Мы перейдем теперь к рассмотрению, в каких идеях, в каких формах красоты и движения открывается нам божественная природа и как может проявляться наша любовь к ней.

Конечно, не все идеи божественны. Конечно, нет ничего божественного в частных понятиях отдельных наук, вроде понятия температуры, газа, жидкости, давления, плотности и т. п. Нет ничего божественного и в более общих понятиях и положениях натуралистического знания, как напр., в принципе всемирного тяготения. В этих идеях нет ничего, указывающего на гармоничную структуру мира, кроме указания на механическую законосообразность. Но ведь при этой законосообразности мог бы существовать и какой угодно хаос. В натуралистическом обиходе имеются только одни понятия, дающие косвенные указания на сущность божественной природы, — это по преимуществу идеи пространственного характера, — идеи безмерности и бесконечности. Но не в отдельных науках, исследующих всегда обособленную область действительности, и притом с какой–нибудь условной точки зрения, находятся те идеи, в которых открывается нам божественная природа, а по преимуществу в науке общей, соединяющей рассеченные области научного знания в органическое целое, т. е., философии. Философия — это специфическая наука богопознания. Мировой процесс, понятый как божественный замысел, и есть та идея, в которой наиболее полно открывается сущность божественной природы. Полюбить Бога в этой идее — это значит полюбить идею этого мирового процесса, оправдать ее разумом. Теодицея есть идейное выражение этой любви. Еще полнее, конечно, открываются идеи и формы божественной природы в самой религии, в памятниках божественного откровения.

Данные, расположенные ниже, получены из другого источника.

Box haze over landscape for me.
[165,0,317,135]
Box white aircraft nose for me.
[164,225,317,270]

Но не только в идеях, относящихся к мировому целому проявляется эта интеллектуальная любовь к Богу. Бога и его замыслы можно прозревать в отдельных процессах и явлениях мировой жизни, по преимуществу же жизни духовной. История и жизнь выдающихся исторических деятелей представляют нам зачастую конкретные выражения божественных замыслов и идей. В этом отношении разгадка хода исторического процесса, проникновение его идеей, есть тоже дело богопознания. Любить историю, отдельные исторические эпохи, любить историческое будущее, как завершение божественной мысли, — это и значит любить божественные идеи. Как на яркий пример этого рода любви можно указать на Вл. С. Соловьёва. Вл. Соловьёв любил историю именно, как божественный план. Неизбежным следствием этой любви было желание воспроизвести хотя бы в слабой человеческой мысли завершение этого плана. Пророческие чаянья Вл. Соловьёва, его интерес к эсхатологии, — все это проявленье этой любви к идеям божественного. Вообще, все пророки были истинными боголюбцами, шедшими на страдание и отдававшими жизнь за постиженье и утверждение божественной мысли.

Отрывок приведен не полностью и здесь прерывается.